Watch, Douglas World Cruiser (A19880403000). Studio photograph in support of “Pioneers of Flight” exhibit

They’ve done studies (pardon the Wikipedia link) where the older you are, the faster time seems to be moving. There are a lot of reasons for this, but one, I think, is because each year that passes becomes a smaller and smaller percentage of your life. At 50, one year is only 2% of your life. But when you’re 10, it is 10%.
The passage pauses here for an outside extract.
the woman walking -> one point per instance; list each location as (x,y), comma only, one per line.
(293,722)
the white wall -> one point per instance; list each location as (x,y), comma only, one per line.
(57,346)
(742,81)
By 50, I’ve lived through so many years, so many seasons, so many recurring things like elections, Olympics, taxes, birthdays, holiday seasons.. That every time one comes up, it feels like just another one. Since my kids became teenagers, each passing year stopped having so many major milestones and physical growth for them. So time has reverted back to “every year is much like every other”. And the pandemic has made it all worse. The past three years all feel like one time period, discrete, isolated, outside of normal time. And the pandemic isn’t over.

Of course, when I think back to what has happened over the past three years, there is a lot. Work, personal projects, a few trips, major accomplishments by the kids (like college!), deaths… But it all shrinks together unless I purposely think about all the smaller pieces individually.

The same goes for the past 50 years. It feels like just yesterday I was in high school. Not over 30 years ago. But when I think about all the things I’ve done SINCE high school… jobs, marriage, my kids’ entire childhoods, their entire homeschooling years, divorce, 10+ years with Rory, so many interesting trips, books written… it does all add up to something. But it feels like… blink of an eye.